The list of visionaries I admire is a short one, and Carey was the head of that list.

A luta continua, good sir.

Rest easy

#RIPCarey”

Conrad Akunga, Innova

“There are too many things I could say in praise of Carey. More than I could write here. He was a super generous guy. He had a true sense of passion and purpose for technology and Kenya that was simply inspiring and infectious. What Carey accomplished through his technology businesses in Africa over the last 5 years or so is mind blowing. Where many talk, Carey just did it. Pragmatic and effective execution seemed to be his domain. As a friend I knew from my high school days over 20 years ago in Nairobi I will miss him. May he rest in peace.”

Moses Kemibaro (also see his blog post on Carey)

“I felt horrid when Carey’s mum told me about his untimely death! More mad about why they would rake a way a brilliant, easy going and fun loving Carey. I first knew Carey when I was a kid, my parents and his parents were then fellow leaders in the Nairobi Baptist church of which his dad Michael Eaton was one of the founding pastors. Later, when my husband and I moved to Australia, I would attend his wedding (small and family centered with his friends) and later re-meet in Kenya when I returned before him and he followed later.
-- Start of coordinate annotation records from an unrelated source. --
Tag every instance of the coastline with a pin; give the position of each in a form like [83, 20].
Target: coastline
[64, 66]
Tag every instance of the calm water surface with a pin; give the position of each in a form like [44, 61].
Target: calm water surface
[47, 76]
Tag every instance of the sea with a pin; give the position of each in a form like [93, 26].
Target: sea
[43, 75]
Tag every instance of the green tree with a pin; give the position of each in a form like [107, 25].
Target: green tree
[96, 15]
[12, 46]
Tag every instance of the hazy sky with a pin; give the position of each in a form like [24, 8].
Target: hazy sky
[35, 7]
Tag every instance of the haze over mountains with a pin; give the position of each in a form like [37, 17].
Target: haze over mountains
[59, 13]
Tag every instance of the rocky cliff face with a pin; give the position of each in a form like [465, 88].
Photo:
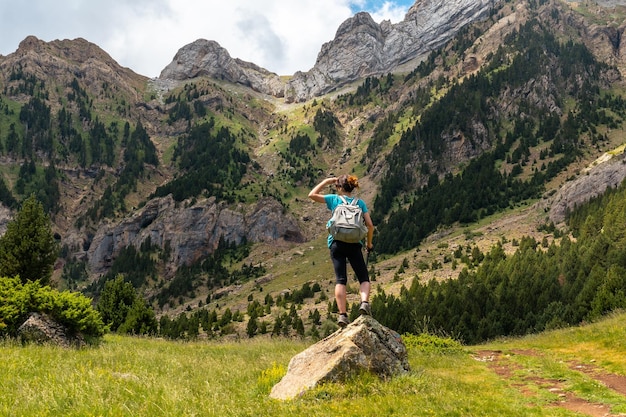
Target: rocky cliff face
[361, 48]
[606, 172]
[64, 60]
[191, 232]
[208, 58]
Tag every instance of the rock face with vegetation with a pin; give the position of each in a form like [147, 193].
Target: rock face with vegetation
[187, 188]
[363, 346]
[361, 48]
[608, 173]
[204, 223]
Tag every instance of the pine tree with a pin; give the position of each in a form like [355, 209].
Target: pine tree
[28, 248]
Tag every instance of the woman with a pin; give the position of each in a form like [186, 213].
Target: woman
[341, 252]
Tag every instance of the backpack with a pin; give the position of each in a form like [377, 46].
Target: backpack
[347, 223]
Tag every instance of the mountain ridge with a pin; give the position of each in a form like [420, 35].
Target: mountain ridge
[265, 126]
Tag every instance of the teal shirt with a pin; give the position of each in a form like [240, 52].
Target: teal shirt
[333, 200]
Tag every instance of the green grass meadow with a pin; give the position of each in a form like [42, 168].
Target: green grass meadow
[128, 376]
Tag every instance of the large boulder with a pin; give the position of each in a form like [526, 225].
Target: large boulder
[42, 329]
[364, 345]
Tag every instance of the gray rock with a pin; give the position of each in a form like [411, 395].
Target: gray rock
[364, 48]
[593, 182]
[364, 345]
[41, 328]
[361, 48]
[191, 232]
[208, 58]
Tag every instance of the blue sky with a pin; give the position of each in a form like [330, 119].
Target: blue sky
[283, 36]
He always knew what he wanted to do. I remember asking him about visiting iHub and mLab and everything else that was getting out on ICT in Kenya. He was passionate, easy going and had no airs. The Carey I will miss was someone who always willing to share. He loved his family and always spoke to his kids on skype if he was not with them. I miss him, and am mad at our ruthless Kenyans who won’t work hard but instead steal others thunder. Carey, you will be missed, but I know you even with all you had achieved, you had found rest high above in God. May we even here remember there is life in Christ. God bless.”

Dr. Monica Kerretts Makau

“I met Carey through an introduction by Erik. At the time we were a bunch of tech entrepreneurs in Nairobi trying to set up an informal network to help each others business weather the storms and make it. Carey had a ready smile and a hunger to know what your business was up to and how he could help.

We talked about our ventures and I remember his insights on Cheki, Brighter Monday and Jobberman. He reminded me of the magic of the web. And how we all keep chasing it and trying to make it. He had successfully navigated the earlier stages of the journey, and a bright future was in store for him and his ventures. His passing has robbed us of a tech leading light in Africa. We have to keep going on. Rest in peace brother. You will be missed.”

Joshua Wanyama, Pamoja Media

“Carey was the true embodiment described in “The Man in the Arena”. It was such an honour to meet such a smart, energetic, fun guy who made everything look easy.Carey forever will be with those he affected the most, and his family will be in our thoughts and prayers.”

Kahenya, Able Wireless

“It is with great sadness that I find myself writing here, not only have we lost a brilliant man who was taken too soon, but also a genuine friend to so many of us.

My first encounter with him was in 2012. We had just launched buyrentkenya.com and he dropped me an email asking if I was interested in meeting up. He had a genuine interest in what we were doing and was ever ready to offer advice and guidance. He continued to check in with us as we grew, and when the opportunity arose to join One Africa Media, knowing that Carey was there made the decision very easy.

As a young entrepreneur every conversation with Carey was priceless. You would leave every meeting feeling more focused and confident. He had an innate gift of conveying his immense knowledge and business acumen through his warm and friendly persona.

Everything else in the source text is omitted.